Question  What are the sun protection practices and attitudes of Head Start (HS)/Early Head Start (EHS) and day care centers in Illinois for 2- to 6-year-old children?

Findings  This survey study found that staff considered sun protection a less important habit than nutrition, exercise, and brushing teeth. Avoiding outdoor activities during peak sun intensity was performed less by HS/EHS than by day care programs, and half of HS/ESHS programs used spray sunscreen to avoid unnecessarily touching children.

Meaning  Education is needed about making sun safety a high-priority health habit, the danger of spraying sunscreen into a child’s face, and using the UV index to determine when to use sun protection.

Abstract

Importance  Sun safety attitudes developed in early childhood can reduce lifetime UV radiation exposure and the risk of skin cancer.

Objective  To assess the current policies, practices, and attitudes among caregivers regarding sun protection in children aged 2 to 6 years.

Design, Setting, and Participants  A survey of 202 administrators or managers and teachers of Illinois Head Start/Early Head Start (HS/EHS) and day care centers was conducted from July 3 through 21, 2017. Organizations were randomly selected from 4 lists of urban, suburban, town, and rural locations and stratified to ensure population-based proportional representation of the Illinois population vulnerable to UV exposure. Program administrators or managers participated in a 5- to 10-minute telephone interview that assessed importance of health and sun protection behaviors, program practices, and demographic characteristics. Data analysis was conducted August 2, 2017.

Main Outcomes and Measures  Outcomes included attitudes toward the importance of health behaviors in comparison with sun protective behaviors, reported use of sun protection (seeking shade, scheduling outdoor activities, sun protective clothing, and sunscreen practices), and sunburn prevalence.

Results  Respondents (from 102 HS/EHS programs with 52% boys overall and a mean [SD] child age of 2.5 [0.5] y and 100 day care programs with 49% boys and age of 2.3 [0.4] y) stated that the 3 most important habits were good nutrition (66 [64.7%] HS/EHS, 71 [71.0%] day care), adequate exercise (41 [40.2%] HS/EHS, 55 [55.0%] day care), and brushing teeth (35 [34.3%] HS/EHS, 38 [38.0 %] day care). Scheduling outdoor activities to avoid peak sun intensity was performed less by HS/EHS programs (46 [45.1%]) in comparison with day care programs (71 [71.0%]; P < .001). Sunscreen was provided for students in 109 programs, but 84 (77.1%) did not allow children to apply sunscreen themselves. Half of the programs (100 of 202 [50.0%]) used spray sunscreen to avoid unnecessarily touching children. Most programs did not report any children having sunburns (129 [63.9%]) and followed heat index guidelines (114 [56.4%]).

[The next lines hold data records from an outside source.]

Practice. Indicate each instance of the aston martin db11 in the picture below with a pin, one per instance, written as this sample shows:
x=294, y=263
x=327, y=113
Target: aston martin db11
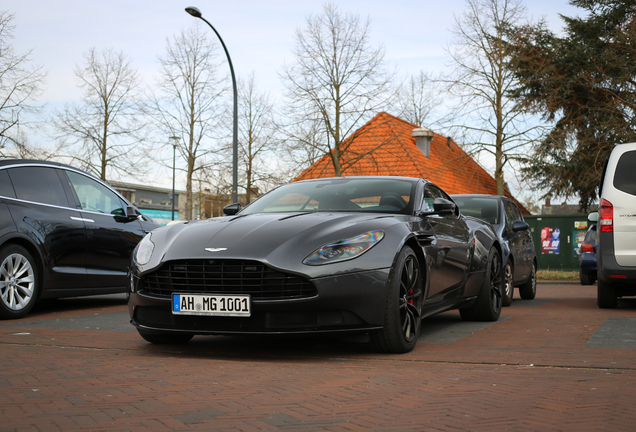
x=355, y=254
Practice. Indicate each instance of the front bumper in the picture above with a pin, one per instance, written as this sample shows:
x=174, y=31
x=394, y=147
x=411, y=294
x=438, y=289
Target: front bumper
x=348, y=302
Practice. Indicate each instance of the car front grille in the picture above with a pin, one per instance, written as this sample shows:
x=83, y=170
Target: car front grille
x=226, y=277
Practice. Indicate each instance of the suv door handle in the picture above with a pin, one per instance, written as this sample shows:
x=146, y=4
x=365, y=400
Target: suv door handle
x=82, y=219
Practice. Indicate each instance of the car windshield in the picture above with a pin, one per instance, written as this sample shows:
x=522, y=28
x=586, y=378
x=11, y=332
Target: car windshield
x=346, y=195
x=484, y=208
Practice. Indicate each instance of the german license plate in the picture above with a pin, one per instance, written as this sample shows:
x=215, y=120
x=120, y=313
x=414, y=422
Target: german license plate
x=211, y=304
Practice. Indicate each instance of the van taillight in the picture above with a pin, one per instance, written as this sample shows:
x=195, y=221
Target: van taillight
x=587, y=247
x=607, y=216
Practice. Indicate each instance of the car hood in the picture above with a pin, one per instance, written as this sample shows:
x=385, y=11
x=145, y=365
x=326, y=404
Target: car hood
x=282, y=240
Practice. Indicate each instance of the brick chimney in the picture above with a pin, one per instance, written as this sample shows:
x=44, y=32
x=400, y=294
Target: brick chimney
x=423, y=138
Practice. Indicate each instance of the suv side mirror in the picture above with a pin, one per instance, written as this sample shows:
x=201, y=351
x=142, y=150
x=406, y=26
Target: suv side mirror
x=231, y=209
x=131, y=214
x=443, y=206
x=519, y=226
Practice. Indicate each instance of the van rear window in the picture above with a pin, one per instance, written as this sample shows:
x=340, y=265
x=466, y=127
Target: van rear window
x=625, y=175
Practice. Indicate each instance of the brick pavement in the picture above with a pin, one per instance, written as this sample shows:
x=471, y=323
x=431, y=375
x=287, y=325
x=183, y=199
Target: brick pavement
x=546, y=365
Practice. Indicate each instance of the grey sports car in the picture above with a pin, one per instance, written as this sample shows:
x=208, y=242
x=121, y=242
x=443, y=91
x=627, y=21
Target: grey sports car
x=356, y=254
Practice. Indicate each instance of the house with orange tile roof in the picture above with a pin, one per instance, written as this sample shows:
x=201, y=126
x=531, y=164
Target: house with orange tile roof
x=387, y=145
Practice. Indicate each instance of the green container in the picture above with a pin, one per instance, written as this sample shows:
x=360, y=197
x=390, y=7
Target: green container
x=557, y=240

Conclusions and Relevance  Administrators and teachers did not identify sun safety as one of the most important health habits. While spray sunscreen was used frequently, avoiding spraying sunscreen directly on a child’s face, which may get it into the child’s eyes, was not done. The heat index was widely used to determine outdoor playtime. Adopting UV index policies could help prevent sunburns in early spring when the heat index is low but UV index is high. Dermatologists may assume responsibility for educating the administrators about the danger of spraying sunscreen into a child’s face and the advantage of using the UV index to determine when sun protection is needed.